先に「実は夢だった」作戦を発動されてしまった。
「夢じゃないもの」
「ふうん、で? 俺が何したって?」
「颯太さんが、部屋にきて、その、あの、わたしを……」
ほぼパニックに陥っている翠と対照的に、颯太はこの状況を楽しんでいるみたいだ。
「わたしを?」
颯太がにやりと笑う。
「だから、わたしを、押し、倒して……」
顔を真っ赤にしながら、翠は言った。
颯太はテーブルに頬杖をつく。
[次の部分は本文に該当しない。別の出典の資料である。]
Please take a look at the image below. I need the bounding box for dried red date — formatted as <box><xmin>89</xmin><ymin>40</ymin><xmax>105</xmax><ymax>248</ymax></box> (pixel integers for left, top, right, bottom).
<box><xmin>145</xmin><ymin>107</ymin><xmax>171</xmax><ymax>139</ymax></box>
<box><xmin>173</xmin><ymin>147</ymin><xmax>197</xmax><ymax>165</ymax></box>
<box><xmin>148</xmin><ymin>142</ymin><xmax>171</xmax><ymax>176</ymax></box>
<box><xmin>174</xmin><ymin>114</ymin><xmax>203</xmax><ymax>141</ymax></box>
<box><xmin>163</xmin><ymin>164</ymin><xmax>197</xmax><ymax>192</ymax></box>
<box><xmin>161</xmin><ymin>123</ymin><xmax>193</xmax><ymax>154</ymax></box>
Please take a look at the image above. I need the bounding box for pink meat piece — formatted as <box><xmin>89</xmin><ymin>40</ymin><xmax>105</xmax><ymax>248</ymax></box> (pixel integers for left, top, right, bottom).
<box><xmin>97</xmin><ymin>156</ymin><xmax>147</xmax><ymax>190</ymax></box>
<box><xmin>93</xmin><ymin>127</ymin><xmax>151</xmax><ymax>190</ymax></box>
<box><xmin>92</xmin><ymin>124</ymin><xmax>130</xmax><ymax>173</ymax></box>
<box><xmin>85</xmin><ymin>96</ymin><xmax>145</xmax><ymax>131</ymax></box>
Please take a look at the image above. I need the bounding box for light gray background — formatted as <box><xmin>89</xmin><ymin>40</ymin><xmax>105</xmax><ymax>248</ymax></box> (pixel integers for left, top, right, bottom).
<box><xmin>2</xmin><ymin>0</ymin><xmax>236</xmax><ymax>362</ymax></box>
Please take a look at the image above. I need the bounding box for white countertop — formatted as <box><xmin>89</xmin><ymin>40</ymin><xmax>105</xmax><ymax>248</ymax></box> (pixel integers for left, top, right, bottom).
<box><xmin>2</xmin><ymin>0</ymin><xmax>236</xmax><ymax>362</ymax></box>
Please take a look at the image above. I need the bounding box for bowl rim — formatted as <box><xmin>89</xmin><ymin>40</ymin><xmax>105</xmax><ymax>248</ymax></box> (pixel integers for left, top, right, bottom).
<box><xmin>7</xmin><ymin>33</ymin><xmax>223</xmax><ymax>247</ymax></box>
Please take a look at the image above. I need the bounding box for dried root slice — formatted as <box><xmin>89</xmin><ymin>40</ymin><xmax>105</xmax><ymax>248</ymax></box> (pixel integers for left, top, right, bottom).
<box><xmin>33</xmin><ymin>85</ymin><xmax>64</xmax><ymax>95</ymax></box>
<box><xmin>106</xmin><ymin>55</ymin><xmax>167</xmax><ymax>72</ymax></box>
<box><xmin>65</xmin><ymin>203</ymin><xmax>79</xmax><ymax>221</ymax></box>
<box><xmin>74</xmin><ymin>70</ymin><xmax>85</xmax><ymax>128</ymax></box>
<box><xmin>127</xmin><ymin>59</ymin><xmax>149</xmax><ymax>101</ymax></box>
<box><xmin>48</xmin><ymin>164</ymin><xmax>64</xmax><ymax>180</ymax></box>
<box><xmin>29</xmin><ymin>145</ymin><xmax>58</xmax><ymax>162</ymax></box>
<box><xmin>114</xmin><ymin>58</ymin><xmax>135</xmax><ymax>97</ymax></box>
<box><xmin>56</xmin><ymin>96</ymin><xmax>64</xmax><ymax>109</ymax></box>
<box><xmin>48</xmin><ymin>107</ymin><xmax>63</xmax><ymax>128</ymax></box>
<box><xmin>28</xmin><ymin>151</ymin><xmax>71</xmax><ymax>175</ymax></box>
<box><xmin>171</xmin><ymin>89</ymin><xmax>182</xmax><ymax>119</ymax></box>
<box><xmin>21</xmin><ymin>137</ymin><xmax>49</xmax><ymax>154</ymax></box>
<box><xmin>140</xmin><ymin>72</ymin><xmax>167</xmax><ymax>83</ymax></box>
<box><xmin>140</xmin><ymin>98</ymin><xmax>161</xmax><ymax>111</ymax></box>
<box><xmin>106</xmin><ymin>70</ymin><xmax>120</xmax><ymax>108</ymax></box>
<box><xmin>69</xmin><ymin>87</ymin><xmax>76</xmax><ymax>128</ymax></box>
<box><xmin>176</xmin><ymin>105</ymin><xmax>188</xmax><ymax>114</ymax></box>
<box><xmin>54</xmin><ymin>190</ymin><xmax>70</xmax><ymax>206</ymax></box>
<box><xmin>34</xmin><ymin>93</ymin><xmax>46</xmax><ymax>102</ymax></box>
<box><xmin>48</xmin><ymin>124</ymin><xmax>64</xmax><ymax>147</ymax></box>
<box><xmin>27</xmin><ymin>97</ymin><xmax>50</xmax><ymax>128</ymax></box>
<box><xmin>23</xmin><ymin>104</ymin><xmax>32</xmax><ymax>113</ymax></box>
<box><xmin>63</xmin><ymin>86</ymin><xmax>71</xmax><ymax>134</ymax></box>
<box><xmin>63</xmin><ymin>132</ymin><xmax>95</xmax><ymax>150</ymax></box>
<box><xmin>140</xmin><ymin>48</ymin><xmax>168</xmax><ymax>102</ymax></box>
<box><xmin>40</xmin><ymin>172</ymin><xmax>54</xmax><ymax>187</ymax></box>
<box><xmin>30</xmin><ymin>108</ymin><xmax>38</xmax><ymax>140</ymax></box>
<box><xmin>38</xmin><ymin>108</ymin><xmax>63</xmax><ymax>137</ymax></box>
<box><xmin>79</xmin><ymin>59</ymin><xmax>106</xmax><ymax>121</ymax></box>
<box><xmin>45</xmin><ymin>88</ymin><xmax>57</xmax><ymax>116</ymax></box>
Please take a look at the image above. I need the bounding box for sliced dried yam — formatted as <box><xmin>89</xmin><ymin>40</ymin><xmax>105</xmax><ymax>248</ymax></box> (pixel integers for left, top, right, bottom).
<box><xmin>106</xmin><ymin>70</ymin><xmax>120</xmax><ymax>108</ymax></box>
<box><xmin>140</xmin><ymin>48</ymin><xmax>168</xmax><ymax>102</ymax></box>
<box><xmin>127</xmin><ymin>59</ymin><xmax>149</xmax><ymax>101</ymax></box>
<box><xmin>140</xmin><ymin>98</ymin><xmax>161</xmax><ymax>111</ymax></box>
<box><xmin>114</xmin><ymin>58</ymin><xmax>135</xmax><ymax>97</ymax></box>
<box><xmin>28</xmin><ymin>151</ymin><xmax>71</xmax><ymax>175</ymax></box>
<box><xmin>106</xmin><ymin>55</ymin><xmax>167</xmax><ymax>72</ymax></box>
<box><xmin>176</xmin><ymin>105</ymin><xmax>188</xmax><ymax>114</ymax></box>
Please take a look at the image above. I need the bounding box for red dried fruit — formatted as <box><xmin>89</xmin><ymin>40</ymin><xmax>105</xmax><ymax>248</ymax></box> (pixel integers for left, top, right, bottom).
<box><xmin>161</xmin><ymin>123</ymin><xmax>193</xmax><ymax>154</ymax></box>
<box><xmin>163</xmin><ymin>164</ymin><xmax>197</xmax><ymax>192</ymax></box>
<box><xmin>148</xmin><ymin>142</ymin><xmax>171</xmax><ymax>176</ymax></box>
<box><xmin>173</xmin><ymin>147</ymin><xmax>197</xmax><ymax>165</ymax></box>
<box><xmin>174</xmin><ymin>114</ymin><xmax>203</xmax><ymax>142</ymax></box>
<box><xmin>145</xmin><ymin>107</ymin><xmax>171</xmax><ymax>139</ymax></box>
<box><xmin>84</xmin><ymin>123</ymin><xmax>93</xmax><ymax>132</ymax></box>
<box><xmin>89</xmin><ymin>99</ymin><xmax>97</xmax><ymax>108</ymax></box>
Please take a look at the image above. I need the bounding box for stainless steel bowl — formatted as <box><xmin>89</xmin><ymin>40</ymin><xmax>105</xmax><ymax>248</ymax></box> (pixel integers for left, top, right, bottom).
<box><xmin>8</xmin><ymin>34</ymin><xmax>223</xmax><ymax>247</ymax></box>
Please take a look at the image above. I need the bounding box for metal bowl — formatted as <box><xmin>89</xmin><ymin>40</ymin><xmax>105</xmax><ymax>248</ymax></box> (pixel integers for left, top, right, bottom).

今や全身を真っ赤に染めている翠を眺めて、それからおもむろに「欲求不満だろ」と言った。
「なっ」
「そんな夢を見るなんて、欲求不満だっていうの」
「夢じゃないもん」
「だって、俺してないし、そんなこと」
「嘘つけ」
「証拠は?」
翠はぐっと詰まる。
「ないだろ?」
颯太が「ほらみろ」というように、冷たい目線を投げてくる。